1. Put the technology away
Lose the phone, close the laptop, turn off the tablet. Whatever it is, if it has a screen, stop looking at it and look at a person, look at the sky, look at yourself in the mirror. Disconnect to connect. I’m saying this to myself, as well.
2. Take a hard look at what you do with your time
We all have things we have to do (work, cook, clean, pay bills) and things we want to do (spend time with our families, finish the baby albums, go for a girls’/guys’ night out). We also have things that must be done and things that, frankly, don’t have to be done. If anything falls into both categories of I don’t want to do it and doesn’t have to be done (at least not by me), by all means get it off your schedule and out of your life! Time is too precious.
3. Compartmentalize your time
Do whatever you can to associate certain places with certain activities; namely, leave your work at work and when you’re at home, be at home. Of course, this isn’t always so clear-cut. If you work from home or you must check email, etc., outside of office hours, designate specific- preferably small- chunks of time for those activities. If you’re doing work, do it well, do it wholly, so you’re free in mind and heart to truly be with your loved ones when it’s time for that. Exercise to be where you are. If you’re home, enjoy it, live in it, interact with it and with others in it. If you’re with people… you get the idea. We all know this, we all want it, but we’ve got to start actually doing it.
4. Make the ordinary special
Use those in-between times- those car rides to the kids’ activities, the grocery shopping, the dinner-cooking, even the cleaning, all those daily “boring” things- as opportunities to have conversations and enjoy one another’s company or even enjoy the task itself. Those activities are a means to a practical end, but we can do more to make the means count and to enjoy them, all through an awareness of our mindset.

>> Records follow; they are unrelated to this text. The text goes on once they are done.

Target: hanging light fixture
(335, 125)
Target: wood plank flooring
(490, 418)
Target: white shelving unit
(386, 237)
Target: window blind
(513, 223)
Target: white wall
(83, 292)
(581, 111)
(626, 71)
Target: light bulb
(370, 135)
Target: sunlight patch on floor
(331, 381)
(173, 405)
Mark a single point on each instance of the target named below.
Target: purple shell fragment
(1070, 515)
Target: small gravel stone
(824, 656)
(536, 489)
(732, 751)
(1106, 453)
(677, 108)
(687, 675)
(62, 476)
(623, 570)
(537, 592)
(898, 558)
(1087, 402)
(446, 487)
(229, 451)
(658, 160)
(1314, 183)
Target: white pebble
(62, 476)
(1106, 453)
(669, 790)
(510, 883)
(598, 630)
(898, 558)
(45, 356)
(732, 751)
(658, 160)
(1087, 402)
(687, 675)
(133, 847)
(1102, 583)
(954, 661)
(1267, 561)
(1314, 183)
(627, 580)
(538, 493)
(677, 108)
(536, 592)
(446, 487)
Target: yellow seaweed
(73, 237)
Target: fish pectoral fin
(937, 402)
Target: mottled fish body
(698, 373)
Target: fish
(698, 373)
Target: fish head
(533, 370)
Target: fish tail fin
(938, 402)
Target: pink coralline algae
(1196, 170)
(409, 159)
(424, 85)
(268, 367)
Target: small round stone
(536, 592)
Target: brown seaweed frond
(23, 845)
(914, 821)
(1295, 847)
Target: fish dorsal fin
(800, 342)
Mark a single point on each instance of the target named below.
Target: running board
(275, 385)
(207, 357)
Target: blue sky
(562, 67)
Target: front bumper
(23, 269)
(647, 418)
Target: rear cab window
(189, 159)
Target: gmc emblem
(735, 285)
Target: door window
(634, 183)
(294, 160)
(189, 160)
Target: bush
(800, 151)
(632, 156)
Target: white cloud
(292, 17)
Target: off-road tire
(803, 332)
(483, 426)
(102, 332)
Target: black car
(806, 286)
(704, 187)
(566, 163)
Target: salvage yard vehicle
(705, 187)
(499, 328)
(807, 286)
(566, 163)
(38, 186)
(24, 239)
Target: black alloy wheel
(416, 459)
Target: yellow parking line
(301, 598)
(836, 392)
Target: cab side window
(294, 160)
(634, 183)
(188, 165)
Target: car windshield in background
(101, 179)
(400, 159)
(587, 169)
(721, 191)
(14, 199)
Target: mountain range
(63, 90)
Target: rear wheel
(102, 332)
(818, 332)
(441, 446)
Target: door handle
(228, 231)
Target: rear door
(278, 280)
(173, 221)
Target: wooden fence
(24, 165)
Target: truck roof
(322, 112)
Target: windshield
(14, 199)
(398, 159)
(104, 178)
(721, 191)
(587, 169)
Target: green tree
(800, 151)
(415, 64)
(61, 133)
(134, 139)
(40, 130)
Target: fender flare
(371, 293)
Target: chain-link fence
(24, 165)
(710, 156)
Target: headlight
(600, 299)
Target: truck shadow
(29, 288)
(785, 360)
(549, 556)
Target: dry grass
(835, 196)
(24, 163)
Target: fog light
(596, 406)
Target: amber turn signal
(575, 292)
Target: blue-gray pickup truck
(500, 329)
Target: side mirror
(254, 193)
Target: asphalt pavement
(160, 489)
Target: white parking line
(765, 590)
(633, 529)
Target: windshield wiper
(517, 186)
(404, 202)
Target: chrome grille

“I went to the woods because I wished to live deliberately … not, when I came to die, discover that I had not lived … I wanted to live deep and suck out all the marrow of life.” — Henry David Thoreau, Walden: Or, Life in the Woods
“Remember, remember, this is now, and now, and now. Live it, feel it, cling to it. I want to become acutely aware of all I’ve taken for granted.”
— Sylvia Plath
Busyness isn’t a badge of honor, and multitasking robs us all too often of what matters most. As usual, literature connects us to a sobering deeper truth. Henry David Thoreau and (tragically, poignantly) Sylvia Plath remind us that a full life isn’t one that’s busy or balanced, but one that’s lived.